Saturday, September 15, 2012

Kalila and Dimna by Ramsay Wood

Title: Kalila and Dimna: Fables of Conflict and Intrigue
Author: Ramsay Wood
Publications: Madina Publishing
Illustrator: G M Whitworth

A sequel of Kalila and Dimna: The Pancatantra Retold - Book One (reviewed here), this book picks up from where the wise Dr. Bidpai had decided to halt his storytelling at the close of the previous book.

Though majorly a continuation of the previous book, a few changes have been introduced here, which include the fact that King Dabschelim now has three children who have been told about the amazing treasure and who are also to be the beneficiaries of the knowledge. Mimosa, rather interrupt-me-not (Mimosa is also the other name for touch-me-not plant) sister of Dr. Bidpai and a superb storyteller herself, enters and takes us through most parts of the story.

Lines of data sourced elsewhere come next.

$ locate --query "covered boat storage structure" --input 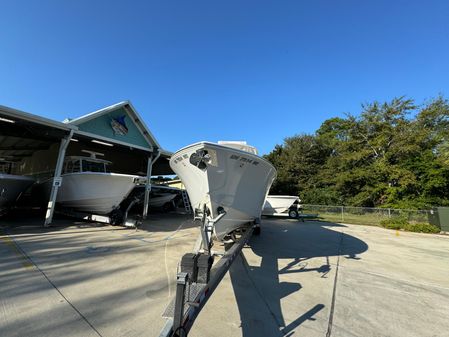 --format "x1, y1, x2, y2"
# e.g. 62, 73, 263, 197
0, 101, 172, 226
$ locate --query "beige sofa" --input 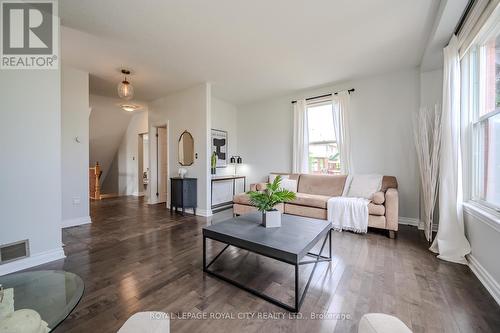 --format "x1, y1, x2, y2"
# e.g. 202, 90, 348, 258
233, 174, 398, 238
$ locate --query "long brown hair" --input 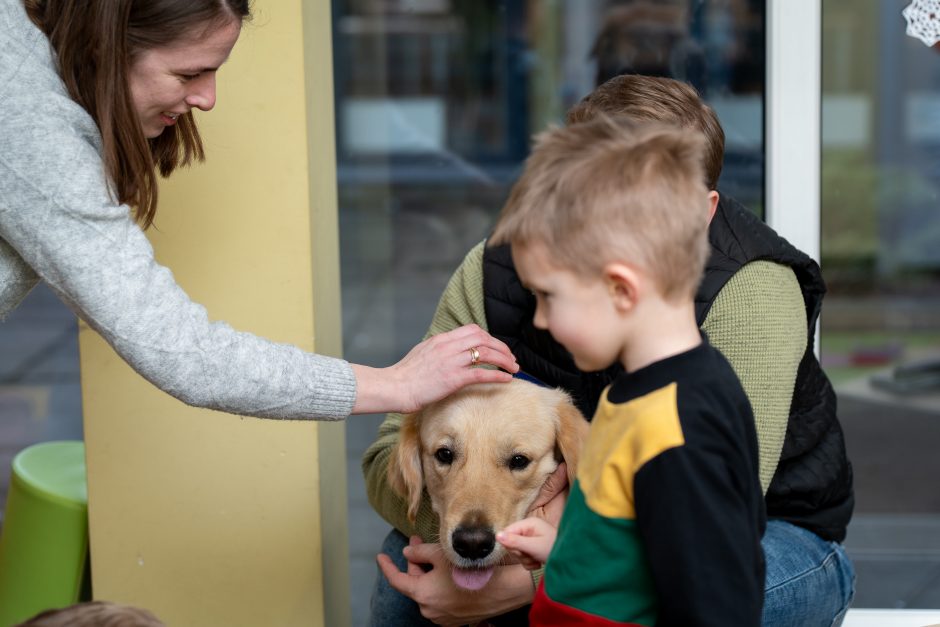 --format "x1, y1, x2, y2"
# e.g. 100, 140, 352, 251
23, 0, 251, 228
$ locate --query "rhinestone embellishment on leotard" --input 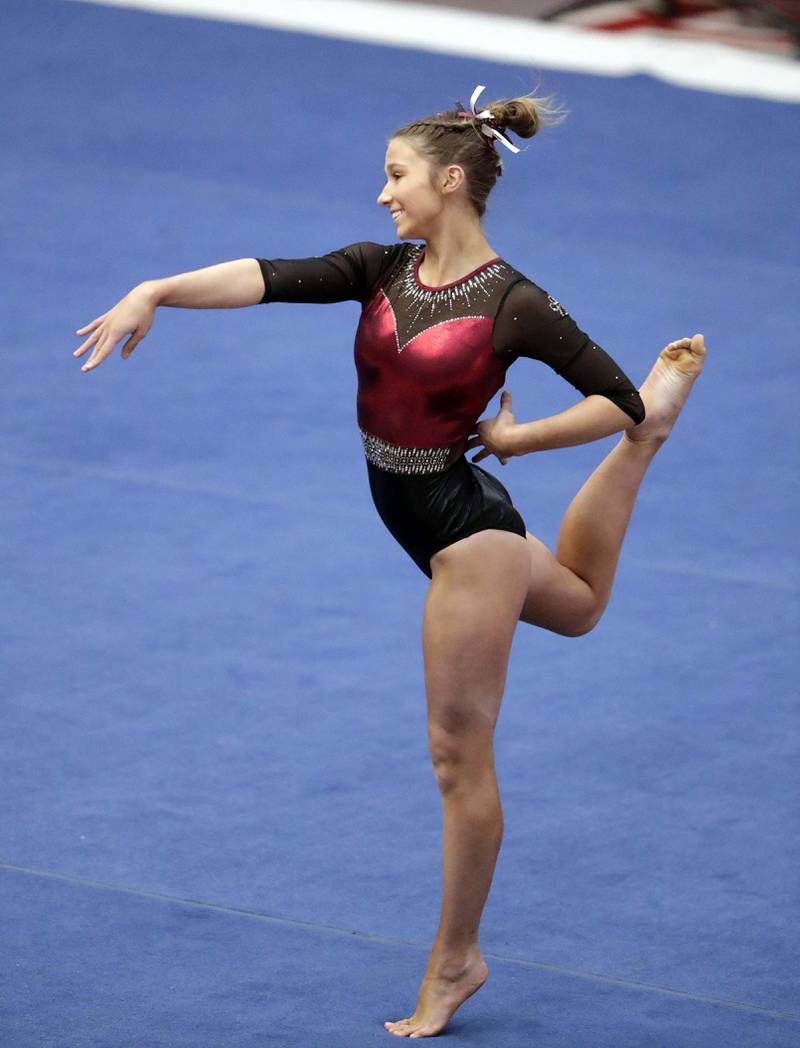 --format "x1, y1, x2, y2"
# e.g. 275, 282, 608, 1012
397, 245, 507, 326
359, 429, 453, 474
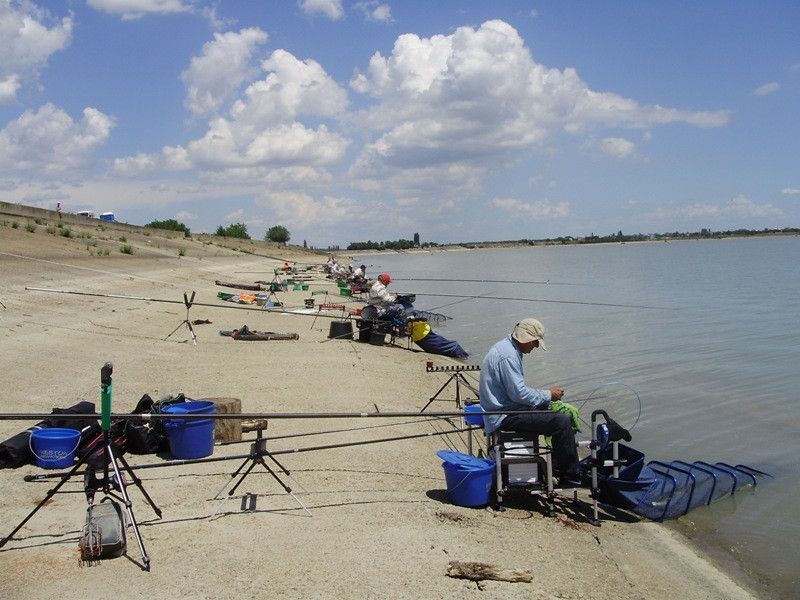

An amazing amalgamation of fables of personified stupid donkeys, of henpecked crocodiles, of wise, revengeful and storyteller monkeys, of normal people turned greedy, of wise idiots, and many more, the collection of stories presents an eye-opening insight into the feelings and thoughts of living creatures, both evil and gentle.

The stories, though meant to somehow relate to the rules of the conduct appropriate to the kings, give us, those far from the blue blooded races, a lot of meanings and moral lessons in ways both expressed and implied.  A micro list of the lessons I learnt includes: If we wish for something stupid and against the laws of nature, we are inviting our own doom. Exceptional greed leads to our own destruction. Blindly following the others, with putting in little logic could be tragic. A safe and strategically maintained distance and even friendship between enemies could be mutually beneficial .. and many more. How so many stories have be connected and put together as a single big story makes the work truly remarkable. 

Through the story, Mimosa comes across as a better storyteller than even Bidpai. The book completes the wise advise being given to the king, he gets his royal illustrators, calligraphers to put the stories together for us, the future generations.

To sum up: A wonderful book. An enjoyable read. An enriching experience.